Kopf
Der Oberste Gerichtshof hat als Revisionsgericht durch den Senatspräsidenten des Obersten Gerichtshofes Dr. Scheiderbauer als Vorsitzenden und durch die Hofräte des Obersten Gerichtshofes Dr. Kralik, Dr. Melber, Dr. Kropfitsch und Dr. Huber als weitere Richter in der Rechtssache der klagenden Partei R*** P***-F***, reg.Genossenschaft m.b.H., 4891 Pöndorf, vertreten durch Dr. Peter Wagner, Rechtsanwalt in Linz, wider die beklagte Partei P*** Spedition und Transportgesellschaft m.b.H., 4890 Frankenmarkt, Salzburgerstraße 4, vertreten durch Dr.
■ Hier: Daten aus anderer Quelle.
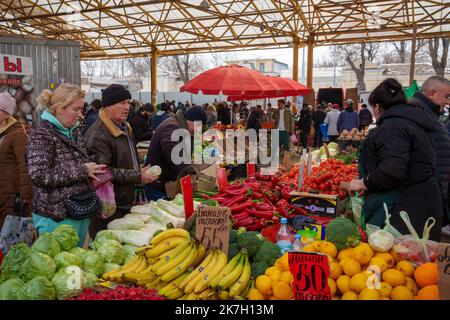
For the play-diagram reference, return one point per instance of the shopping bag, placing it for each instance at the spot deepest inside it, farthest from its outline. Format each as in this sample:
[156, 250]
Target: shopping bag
[17, 228]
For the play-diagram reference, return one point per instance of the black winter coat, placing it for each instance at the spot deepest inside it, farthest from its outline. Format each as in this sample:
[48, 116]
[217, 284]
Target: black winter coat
[399, 155]
[141, 128]
[441, 141]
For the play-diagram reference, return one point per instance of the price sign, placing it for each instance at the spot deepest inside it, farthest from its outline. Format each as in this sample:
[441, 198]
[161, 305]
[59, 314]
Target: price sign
[213, 227]
[443, 262]
[188, 197]
[310, 272]
[222, 181]
[251, 168]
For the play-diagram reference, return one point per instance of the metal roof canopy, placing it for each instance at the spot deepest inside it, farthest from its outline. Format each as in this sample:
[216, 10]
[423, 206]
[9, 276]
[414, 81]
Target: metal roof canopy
[130, 28]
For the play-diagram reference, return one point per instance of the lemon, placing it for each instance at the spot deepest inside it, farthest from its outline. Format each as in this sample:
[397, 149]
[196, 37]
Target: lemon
[358, 282]
[369, 294]
[263, 284]
[343, 283]
[394, 277]
[274, 273]
[335, 270]
[350, 295]
[406, 267]
[351, 267]
[385, 290]
[401, 293]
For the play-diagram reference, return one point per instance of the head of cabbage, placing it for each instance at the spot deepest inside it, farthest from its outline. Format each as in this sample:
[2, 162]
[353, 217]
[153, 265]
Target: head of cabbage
[37, 264]
[65, 259]
[13, 261]
[39, 288]
[112, 251]
[47, 244]
[9, 289]
[69, 282]
[66, 235]
[93, 262]
[103, 236]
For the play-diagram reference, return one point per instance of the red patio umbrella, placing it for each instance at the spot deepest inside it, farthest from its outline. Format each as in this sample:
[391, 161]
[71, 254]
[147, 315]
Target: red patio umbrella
[286, 88]
[231, 80]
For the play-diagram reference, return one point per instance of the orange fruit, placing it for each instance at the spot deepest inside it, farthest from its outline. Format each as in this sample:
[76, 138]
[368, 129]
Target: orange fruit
[264, 284]
[351, 267]
[426, 274]
[385, 290]
[346, 253]
[332, 285]
[406, 267]
[343, 284]
[335, 270]
[411, 285]
[286, 277]
[394, 277]
[363, 253]
[358, 282]
[328, 248]
[429, 293]
[350, 295]
[282, 291]
[387, 257]
[369, 294]
[401, 293]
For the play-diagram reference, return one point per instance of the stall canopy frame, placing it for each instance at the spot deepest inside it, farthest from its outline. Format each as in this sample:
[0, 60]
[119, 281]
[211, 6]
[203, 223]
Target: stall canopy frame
[110, 29]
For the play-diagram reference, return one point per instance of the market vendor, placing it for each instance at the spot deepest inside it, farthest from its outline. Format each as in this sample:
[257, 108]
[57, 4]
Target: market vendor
[161, 146]
[397, 164]
[110, 141]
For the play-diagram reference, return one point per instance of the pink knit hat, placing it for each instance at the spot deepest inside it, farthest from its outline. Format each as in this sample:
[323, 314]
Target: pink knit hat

Wilfried Würl, Rechtsanwalt in Wels, wegen S 1,000.000,-- s.A., infolge Revision der beklagten Partei gegen das Urteil des Oberlandesgerichtes Linz als Berufungsgerichtes vom 14.April 1986, GZ 1 R 228/85-24, womit infolge Berufung der beklagten Partei das Urteil des Kreisgerichtes Wels vom 10.Juni 1985, GZ 3 Cg 173/84-12, bestätigt wurde, in nichtöffentlicher Sitzung zu Recht erkannt:
Spruch
Der Revision wird nicht Folge gegeben.
Die beklagte Partei ist schuldig, der klagenden Partei die mit S 18.312,15 (darin S 1.200,- Barauslagen und S 1.555,65 Umsatzsteuer) bestimmten Kosten des Revisionsverfahrens binnen 14 Tagen bei Exekution zu ersetzen.
Text
Entscheidungsgründe:
Außer Streit steht, daß die Klägerin Karl-Heinz P*** d.Ä., Transportunternehmer in 4890 Frankenmarkt, Salzburger Straße 4, unter anderem zu Konto-Nr.233007 einen Betriebsmittelkredit einräumte. Der Sollsaldo betrug per 4.Juli 1983 S 9,125.154,68, wobei der Rahmen von S 7,640.000,-- zu diesem Zeitpunkt somit überzogen war. Mit rechtskräftigem Urteil des Kreisgerichtes Wels vom 28.Oktober 1983, 3 Cg 288/83-7, wurde Karl-Heinz P*** zur Zahlung von S 1,485.154,68 samt 11 % Zinsen und 12 % Überziehungszinsen je ab 4.Juli 1983 sowie von S 44.675,51 an Verfahrenskosten an die Klägerin verurteilt. Auf diesen Betrag wurde bisher keine Zahlung geleistet.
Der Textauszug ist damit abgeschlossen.